Background Postoperative nausea and vomiting (PONV) is a frequent complication following laparoscopic sleeve gastrectomy (LSG). While prior studies using simplified body mass index (BMI) categorizations largely show no significant association, an initial observation in our prospective cohort suggested an 8% higher PONV incidence in Class I obesity. This prompted a formal analysis using detailed WHO classification to investigate this potential association while controlling for confounders.

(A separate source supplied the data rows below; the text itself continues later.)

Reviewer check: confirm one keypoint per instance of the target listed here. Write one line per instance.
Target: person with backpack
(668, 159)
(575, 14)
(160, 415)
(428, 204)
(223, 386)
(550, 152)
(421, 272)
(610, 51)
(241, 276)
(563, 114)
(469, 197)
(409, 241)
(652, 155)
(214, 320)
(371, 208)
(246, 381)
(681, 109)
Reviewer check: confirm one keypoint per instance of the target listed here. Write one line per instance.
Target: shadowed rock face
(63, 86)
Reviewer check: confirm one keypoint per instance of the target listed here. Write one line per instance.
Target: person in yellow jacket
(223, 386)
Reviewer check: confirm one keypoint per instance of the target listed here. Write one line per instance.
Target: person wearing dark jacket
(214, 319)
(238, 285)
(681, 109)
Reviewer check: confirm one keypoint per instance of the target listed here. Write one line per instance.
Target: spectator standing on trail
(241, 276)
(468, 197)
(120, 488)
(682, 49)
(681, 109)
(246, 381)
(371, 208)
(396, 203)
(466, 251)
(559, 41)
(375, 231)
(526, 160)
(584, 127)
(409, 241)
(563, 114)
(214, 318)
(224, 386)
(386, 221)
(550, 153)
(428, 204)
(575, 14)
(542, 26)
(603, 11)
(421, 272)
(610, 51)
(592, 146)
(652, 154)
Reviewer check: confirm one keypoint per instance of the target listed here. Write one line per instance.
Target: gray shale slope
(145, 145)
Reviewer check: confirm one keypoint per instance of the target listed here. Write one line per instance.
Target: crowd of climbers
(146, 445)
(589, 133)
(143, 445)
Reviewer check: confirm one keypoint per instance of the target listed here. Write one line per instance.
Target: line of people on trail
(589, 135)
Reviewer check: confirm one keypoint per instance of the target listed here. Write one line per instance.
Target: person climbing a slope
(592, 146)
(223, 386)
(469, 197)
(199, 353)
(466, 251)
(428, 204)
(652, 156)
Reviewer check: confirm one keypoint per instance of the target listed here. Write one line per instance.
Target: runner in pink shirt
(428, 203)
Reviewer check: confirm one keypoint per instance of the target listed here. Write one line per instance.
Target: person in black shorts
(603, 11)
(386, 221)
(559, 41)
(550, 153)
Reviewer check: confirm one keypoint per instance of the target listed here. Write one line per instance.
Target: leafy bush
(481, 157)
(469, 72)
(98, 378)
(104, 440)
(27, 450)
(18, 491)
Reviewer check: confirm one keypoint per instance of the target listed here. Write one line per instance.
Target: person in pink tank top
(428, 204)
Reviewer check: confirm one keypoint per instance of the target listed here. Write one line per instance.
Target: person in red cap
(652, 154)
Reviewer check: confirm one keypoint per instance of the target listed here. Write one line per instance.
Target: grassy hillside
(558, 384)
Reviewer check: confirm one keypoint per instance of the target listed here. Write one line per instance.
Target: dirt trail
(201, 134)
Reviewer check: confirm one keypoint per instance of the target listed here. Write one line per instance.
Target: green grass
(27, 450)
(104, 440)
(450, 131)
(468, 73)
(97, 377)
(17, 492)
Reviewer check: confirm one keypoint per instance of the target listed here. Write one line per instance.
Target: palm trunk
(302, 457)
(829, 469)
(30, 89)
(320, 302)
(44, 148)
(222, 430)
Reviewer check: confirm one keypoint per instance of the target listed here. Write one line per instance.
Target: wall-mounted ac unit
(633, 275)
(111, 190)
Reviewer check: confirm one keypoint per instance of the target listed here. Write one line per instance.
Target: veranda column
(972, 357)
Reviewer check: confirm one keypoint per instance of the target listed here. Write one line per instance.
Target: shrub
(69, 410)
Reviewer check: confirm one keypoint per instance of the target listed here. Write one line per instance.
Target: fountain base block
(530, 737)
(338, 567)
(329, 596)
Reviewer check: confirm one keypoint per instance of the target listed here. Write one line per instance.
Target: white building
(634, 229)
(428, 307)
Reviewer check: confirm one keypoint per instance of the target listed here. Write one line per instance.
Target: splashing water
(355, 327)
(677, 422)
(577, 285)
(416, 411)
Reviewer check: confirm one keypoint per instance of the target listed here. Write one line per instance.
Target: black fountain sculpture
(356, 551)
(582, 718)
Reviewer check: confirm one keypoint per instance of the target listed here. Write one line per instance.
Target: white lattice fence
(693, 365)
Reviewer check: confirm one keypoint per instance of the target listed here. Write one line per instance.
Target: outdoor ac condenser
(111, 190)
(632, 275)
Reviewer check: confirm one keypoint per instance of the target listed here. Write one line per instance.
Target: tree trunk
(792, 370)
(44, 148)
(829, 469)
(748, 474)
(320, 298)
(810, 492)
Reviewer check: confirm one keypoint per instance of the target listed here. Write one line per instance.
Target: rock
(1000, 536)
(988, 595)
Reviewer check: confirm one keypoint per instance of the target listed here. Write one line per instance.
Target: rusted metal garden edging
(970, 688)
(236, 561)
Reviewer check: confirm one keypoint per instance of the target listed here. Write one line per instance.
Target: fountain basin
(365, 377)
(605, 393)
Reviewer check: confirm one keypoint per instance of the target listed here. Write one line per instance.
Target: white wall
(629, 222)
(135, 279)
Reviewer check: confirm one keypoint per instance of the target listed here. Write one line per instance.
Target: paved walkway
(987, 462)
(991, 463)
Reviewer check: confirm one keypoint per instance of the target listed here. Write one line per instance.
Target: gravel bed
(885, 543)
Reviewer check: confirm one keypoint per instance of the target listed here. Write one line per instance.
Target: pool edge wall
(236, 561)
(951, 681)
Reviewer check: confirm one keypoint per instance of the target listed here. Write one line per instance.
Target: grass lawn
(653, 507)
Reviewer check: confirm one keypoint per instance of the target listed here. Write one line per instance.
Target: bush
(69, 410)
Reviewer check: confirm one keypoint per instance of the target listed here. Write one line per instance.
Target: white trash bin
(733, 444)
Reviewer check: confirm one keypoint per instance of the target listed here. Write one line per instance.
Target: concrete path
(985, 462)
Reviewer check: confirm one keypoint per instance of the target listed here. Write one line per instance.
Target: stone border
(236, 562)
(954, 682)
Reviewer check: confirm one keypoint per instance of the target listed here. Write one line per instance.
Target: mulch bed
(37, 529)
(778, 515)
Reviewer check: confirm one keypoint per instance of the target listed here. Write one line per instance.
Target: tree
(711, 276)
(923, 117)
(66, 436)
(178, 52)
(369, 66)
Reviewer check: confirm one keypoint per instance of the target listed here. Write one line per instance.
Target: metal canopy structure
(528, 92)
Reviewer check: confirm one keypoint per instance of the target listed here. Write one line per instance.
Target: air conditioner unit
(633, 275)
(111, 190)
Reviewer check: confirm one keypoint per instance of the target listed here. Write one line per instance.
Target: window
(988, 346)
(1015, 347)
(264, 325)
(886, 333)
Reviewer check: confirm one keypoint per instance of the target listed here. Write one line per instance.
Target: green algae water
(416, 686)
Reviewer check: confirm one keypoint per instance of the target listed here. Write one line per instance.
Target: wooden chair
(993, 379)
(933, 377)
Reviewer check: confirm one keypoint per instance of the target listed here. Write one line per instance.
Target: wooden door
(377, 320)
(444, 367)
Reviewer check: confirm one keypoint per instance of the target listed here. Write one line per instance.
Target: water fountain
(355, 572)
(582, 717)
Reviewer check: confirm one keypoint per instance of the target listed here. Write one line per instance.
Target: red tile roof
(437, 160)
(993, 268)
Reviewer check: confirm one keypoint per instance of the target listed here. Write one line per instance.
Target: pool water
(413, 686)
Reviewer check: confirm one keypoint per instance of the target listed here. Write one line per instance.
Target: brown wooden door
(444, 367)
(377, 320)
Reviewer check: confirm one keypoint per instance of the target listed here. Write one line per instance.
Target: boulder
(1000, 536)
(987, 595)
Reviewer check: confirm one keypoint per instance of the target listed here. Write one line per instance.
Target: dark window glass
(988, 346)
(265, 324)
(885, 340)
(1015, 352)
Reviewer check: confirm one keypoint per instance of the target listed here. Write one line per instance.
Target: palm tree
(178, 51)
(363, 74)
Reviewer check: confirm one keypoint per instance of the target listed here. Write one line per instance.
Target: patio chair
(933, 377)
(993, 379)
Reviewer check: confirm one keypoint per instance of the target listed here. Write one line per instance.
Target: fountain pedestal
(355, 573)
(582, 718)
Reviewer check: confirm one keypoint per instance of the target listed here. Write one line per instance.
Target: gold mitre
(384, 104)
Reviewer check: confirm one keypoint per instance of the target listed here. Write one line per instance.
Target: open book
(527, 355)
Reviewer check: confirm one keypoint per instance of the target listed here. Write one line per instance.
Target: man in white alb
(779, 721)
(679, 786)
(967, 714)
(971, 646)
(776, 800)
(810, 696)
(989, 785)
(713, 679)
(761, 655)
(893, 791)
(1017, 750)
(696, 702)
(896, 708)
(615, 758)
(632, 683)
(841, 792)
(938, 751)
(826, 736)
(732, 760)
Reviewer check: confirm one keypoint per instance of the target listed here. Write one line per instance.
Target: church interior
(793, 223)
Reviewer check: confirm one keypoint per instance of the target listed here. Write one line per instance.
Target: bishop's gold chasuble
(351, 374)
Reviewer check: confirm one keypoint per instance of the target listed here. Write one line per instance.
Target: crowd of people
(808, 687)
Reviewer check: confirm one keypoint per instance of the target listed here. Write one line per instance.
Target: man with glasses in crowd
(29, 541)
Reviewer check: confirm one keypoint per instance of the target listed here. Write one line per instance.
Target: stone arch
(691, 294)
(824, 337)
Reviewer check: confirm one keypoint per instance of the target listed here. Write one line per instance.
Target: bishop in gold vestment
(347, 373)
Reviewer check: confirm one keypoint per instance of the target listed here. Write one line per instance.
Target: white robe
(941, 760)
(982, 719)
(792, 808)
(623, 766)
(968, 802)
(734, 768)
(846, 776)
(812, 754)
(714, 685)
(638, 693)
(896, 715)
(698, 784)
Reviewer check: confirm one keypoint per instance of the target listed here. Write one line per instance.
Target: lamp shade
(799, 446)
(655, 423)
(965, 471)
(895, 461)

Methods This secondary analysis of a prospective cohort included 1054 adults undergoing LSG. Preoperative BMI was classified according to WHO criteria. PONV, defined as an Index of Nausea, Vomiting, and Retching (INVR) score >0 within 72 hours postoperatively, was the primary outcome. The association was assessed using logistic regression across four models: an unadjusted model (Model 1) and three multivariable models adjusting for demographics, Apfel score, and perioperative management variables (Models 2-4).
Results The overall incidence of PONV was 76.3%. In the unadjusted model (Model 1), Class I obesity was associated with higher odds of PONV compared to Class III obesity (OR 1.65, 95% CI 1.11–2.45, P=0.013). This association was not significant in any of the adjusted models (Models 2-4, all P >0.05). No other BMI categories were significantly associated with PONV risk in the multivariable analyses.
Conclusions After adjusting for key patient and perioperative factors, preoperative BMI classified by WHO criteria was not an independent risk factor for PONV after LSG. This suggests that the initially observed difference may be attributable to confounding factors effectively mitigated by standardized perioperative management.